Already a media darling back in his homeland of Great Britain, singer-songwriter James Blunt has finally made his long-threatened stateside debut. I had first heard of Blunt when he was featured in Rolling Stone’s fairly recent “Artists to Watch” feature—he caught my attention for the never-ending comparisons to the immensely talented Elliott Smith, and Irish wunder-fellow Damien Rice. Both comparisons are actually pretty accurate; but his voice holds an almost spot-on similarity to one of the most overlooked talents in indie music today: Angie Aparo.
As I mentioned earlier, heralding from England, Blunt garnered his label-contract nearly directly after leaving the British Army. He traded in his gun for a guitar; and the grueling life of military service for the grueling life of a touring musician. Taking everyday heartache, as well as vague-ish political woes and critiques into account for song fodder; Blunt delivers quite an entertaining collection of songs. Sadly, accompanying this album across the continents also comes the hype that Blunt has garnered in Europe as the ‘next-even-bigger thing than before.’ But, I’m happy to say that once you rip all the press kits, Rolling Stone spotlights, and comparisons away; a strong record, and a strong musician really does lie at the heart of this project.
If I’m not mistaken, the second track on the record, “You’re Beautiful,” is being released as the first single. I can’t seem to argue much—the song is both catchy and strong; and makes a fair introduction to Blunt’s direction and style. Clocking in at an average ten tracks, there are barely any truly weak tracks to be found here. The album opening “High” is slightly lacking but still enjoyable, and the mid-album tracks hold up well enough after repeated listens. True highlights include “Tears and Rain,” a fairly simple, but truly heartfelt tune. Also, the album closing “No Bravery;” a song about the war fields he so recently left. Slowly sung to the base of growing piano and echoing vocals, it leaves a haunting image long after the album’s close.

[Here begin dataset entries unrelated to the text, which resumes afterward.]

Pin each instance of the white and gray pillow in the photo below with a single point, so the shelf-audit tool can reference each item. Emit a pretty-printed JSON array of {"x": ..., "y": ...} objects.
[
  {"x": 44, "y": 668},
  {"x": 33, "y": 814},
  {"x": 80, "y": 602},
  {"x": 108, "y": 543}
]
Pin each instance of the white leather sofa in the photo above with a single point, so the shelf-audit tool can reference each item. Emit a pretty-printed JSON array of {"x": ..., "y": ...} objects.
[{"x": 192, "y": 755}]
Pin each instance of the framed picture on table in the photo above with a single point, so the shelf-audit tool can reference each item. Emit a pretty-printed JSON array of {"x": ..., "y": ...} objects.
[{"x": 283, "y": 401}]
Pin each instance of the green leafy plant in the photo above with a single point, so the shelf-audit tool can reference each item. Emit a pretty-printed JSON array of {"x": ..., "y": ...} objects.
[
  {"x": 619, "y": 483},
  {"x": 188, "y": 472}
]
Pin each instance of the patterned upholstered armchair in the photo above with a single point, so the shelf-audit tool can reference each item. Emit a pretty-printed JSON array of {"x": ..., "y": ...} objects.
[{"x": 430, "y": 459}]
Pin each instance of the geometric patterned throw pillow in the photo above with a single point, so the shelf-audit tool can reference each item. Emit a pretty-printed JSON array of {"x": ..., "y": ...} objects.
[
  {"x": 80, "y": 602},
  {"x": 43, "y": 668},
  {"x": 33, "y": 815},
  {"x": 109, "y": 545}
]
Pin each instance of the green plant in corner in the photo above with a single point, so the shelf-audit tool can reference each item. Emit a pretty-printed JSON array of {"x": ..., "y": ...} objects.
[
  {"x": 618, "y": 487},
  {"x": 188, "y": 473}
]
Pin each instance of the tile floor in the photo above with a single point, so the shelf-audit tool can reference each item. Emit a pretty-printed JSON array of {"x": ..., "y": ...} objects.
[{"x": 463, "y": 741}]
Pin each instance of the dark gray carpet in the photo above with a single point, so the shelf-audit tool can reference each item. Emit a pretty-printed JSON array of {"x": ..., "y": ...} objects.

Another piano led track that stands most strong among the lot is “Goodbye My Lover.” It is just a gorgeous piece, sung with such passion, and crafted so well that it all just flows deeply. The song closes in such a passionate cliché, that it almost echoes the sentiment of the record itself. It closes with Blunt, sounding near tears, belting a line as simple as “I’m so hollow, baby, I’m so hollow / I’m so, I’m so, I’m so hollow.” A line you’ve surely heard a thousand times before, but it’s still touching on some kernel level of your emotions. The same goes for Back to Bedlam as a whole. It doesn’t bring anything new to the sound carved out by the likes of Elliott Smith, Damien Rice, or Angie Aparo. But, what it does do is bring another musician into the fray who is just as deserving to be proudly listed among the lot.